JAKARTA | ACEHHERALD.COM – Sebelum diluncurkan, satelit Satria-1 dilaporkan akan melayani 150 ribu titik layanan publik di wilayah tertinggal, terdepan, dan terluar (3T).
Namun rencana itu berubah setelah satelit berhasil meluncur. Jumlah tersebut menyusut menjadi 50 ribu titik.
Kepala Divisi Satelit Badan Aksesibilitas Komunikasi dan Informasi (BAKTI) Kementerian Kominfo dan Juru Bicara BAKTI untuk Satelit Republik Indonesia (SATRIA), Sri Sanggrama Aradea menjelaskan ada peningkatan kebutuhan. Pada desain 2018, kebutuhan satu titik adalah 1 Mbps namun meningkat menjadi 4 Mbps.
Jadi pada tahap pertama setelah Satria-1 beroperasi akan melayani sekitar 50 ribu titik.

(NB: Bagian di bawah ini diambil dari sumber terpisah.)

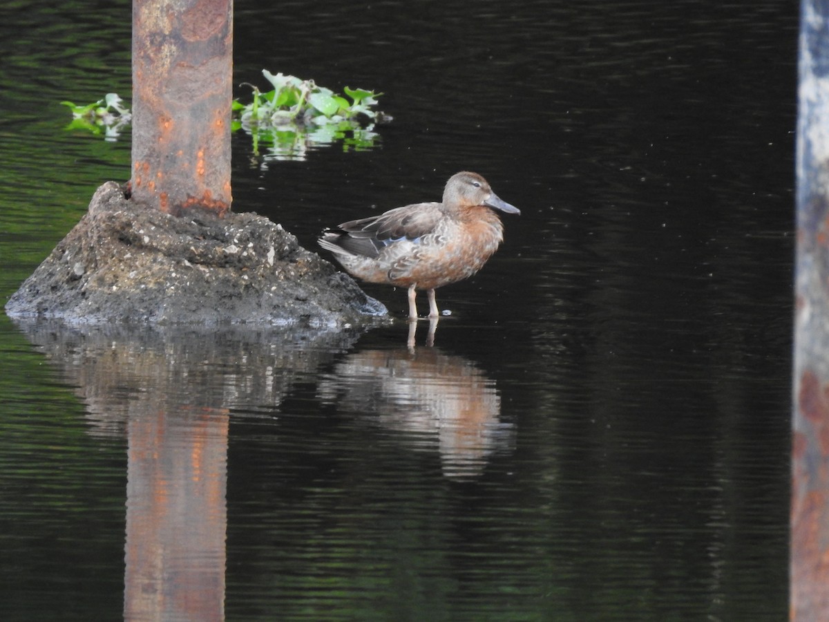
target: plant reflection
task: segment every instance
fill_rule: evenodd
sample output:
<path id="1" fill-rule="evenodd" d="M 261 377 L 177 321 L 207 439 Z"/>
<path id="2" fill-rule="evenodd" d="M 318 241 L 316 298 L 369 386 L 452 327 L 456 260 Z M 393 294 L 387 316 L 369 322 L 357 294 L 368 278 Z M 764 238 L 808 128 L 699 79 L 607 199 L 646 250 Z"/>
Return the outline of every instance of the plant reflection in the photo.
<path id="1" fill-rule="evenodd" d="M 414 449 L 437 448 L 447 477 L 479 475 L 489 455 L 514 443 L 495 382 L 436 347 L 349 354 L 319 387 L 323 401 L 402 432 Z"/>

Rencananya satelit akan beroperasi pada akhir tahun ini.
“Setiap tahunnya kebutuhan dari setiap titik tadi layanan 150 ribu itu terus meningkat. Jika dalam desain awal 2018 setiap titik memerlukan 1 Mbps, kini bisa menjadi 4 Mbps,” kata Sri, dikutip dari laman resmi Kominfo, Kamis (22/6/2023).
Oleh karena itu, lanjutnya, mereka akan secara bertahap menyediakan akses Very Small Aperture Terminal (VSAT) untuk 30 ribu sampai 50 ribu titik layanan publik agar bisa memanfaatkan layanan SATRIA-1.
Kementerian Kominfo akan menyesuaikan kapasitas layanan sesuai dengan kebutuhan kapasitas yang ada. Termasuk juga memantau penyediaan akses internet oleh pihak swasta.
Selain itu, untuk memenuhi kebutuhan satelit internet nasional juga tengah disiapkan Hot Backup Satellite. Saat itu, satelit akan diluncurkan Oktober mendatang.
“Saat ini untuk backup satellite kita masih ada proses konstruksi kebetulan di Boeing Los Angeles. Sudah kurang lebih 85% untuk secara fisik dan rencana peluncuran targetnya di bulan Oktober 2023,” jelasnya.
Satelit Satria-1 telah berhasil diluncurkan dari Cape Canaveral, Florida, Amerika Serikat (AS) pada pukul 18:21 WIB, Minggu (18/6) atau Senin (19/6) 05:21 WIB. Satria-1 dibawa menggunakan roket milik SpaceX, Falcon 9.